A Guide to Cork City's Geological Heritage

The Variscan Orogeny From about 320 to 290 million years ago, more continents were bashing into each other. Geologists refer to this event as the Variscan Orogeny. As a result of the Variscan Orogeny, another mountain chain sprang up to the south which altered the rocks of Cork. When continents collide, a lot of dramatic things happen: ocean floors and deep rocks are pushed up onto land, rocks layers are compressed and heated and, more relevant to Cork, solid rock starts moving, bending, folding and breaking dramatically.

The folding of the rock layers of Cork City due to the Variscan Orogeny took millions of years, but was an immensely powerful event nonetheless.

This folding took place over many millions of years and would have caused many earthquakes. We see this today as the huge folds and faults in the rocks of Cork, and it gives the rocks in Cork City their characteristic appearance.
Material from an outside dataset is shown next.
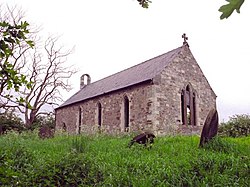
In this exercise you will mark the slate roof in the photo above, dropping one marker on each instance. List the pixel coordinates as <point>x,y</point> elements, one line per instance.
<point>142,72</point>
These appear on different scales: across the entire county, the folds on the scale of kilometres make rock layers dip up and down across the landscape like waves. On a smaller scale in Cork City, we see geological folds on the scale of several metres. Finally on a human-sized scale, we see smaller folds and also linear/planar textures in the rock known as cleavage. These textures can be compared to the look of elongated grains in wood. The directions that the cleavage textures tell geologists in from which direction the rocks were deformed. Eventually, the continents stopped colliding and Cork was now part of an even bigger continent. Actually, this was a supercontinent called Pangea and it was made up of nearly every other current continent.